Third, the paper's honesty about failure modes matters. Instead of claiming the approach solved everything, the researchers openly discussed where AI falters: hallucinations in literature identification, the risk of subconscious plagiarism, the difficulty of rigorous verification at scale. This transparency is more useful than any success claim because it tells future researchers where the real challenges lie.

The work connects to a broader exploration of how AI and human expertise combine in mathematical discovery. Other researchers have investigated interactive theorem proving with large language models and AI as a partner in mathematical advancement, finding similar patterns: AI can expand the space of possibilities, but human judgment remains essential for verification and directing effort.

Moving forward

The real insight from this case study isn't that AI discovered lost mathematical progress, though it did help identify some. The insight is that our field's knowledge has always been somewhat fragmented, and tools that help us systematically search, organize, and retrieve what we already know might be as valuable as tools that generate genuinely novel ideas.

Mathematics is not a competition between human and machine intelligence.
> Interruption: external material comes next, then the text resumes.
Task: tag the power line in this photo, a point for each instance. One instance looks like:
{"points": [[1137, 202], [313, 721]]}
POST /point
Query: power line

It's a collaborative space where different strengths matter: machine speed and parallel exploration in generating candidates, human creativity and rigorous judgment in verification and direction.

The papers that best integrate AI and human expertise will recognize this boundary clearly. AI expands what humans can explore. Humans provide the mathematical credibility that comes only from careful, context-aware reasoning. Building tools that respect this division, rather than trying to automate one side completely, is likely where the actual progress lies.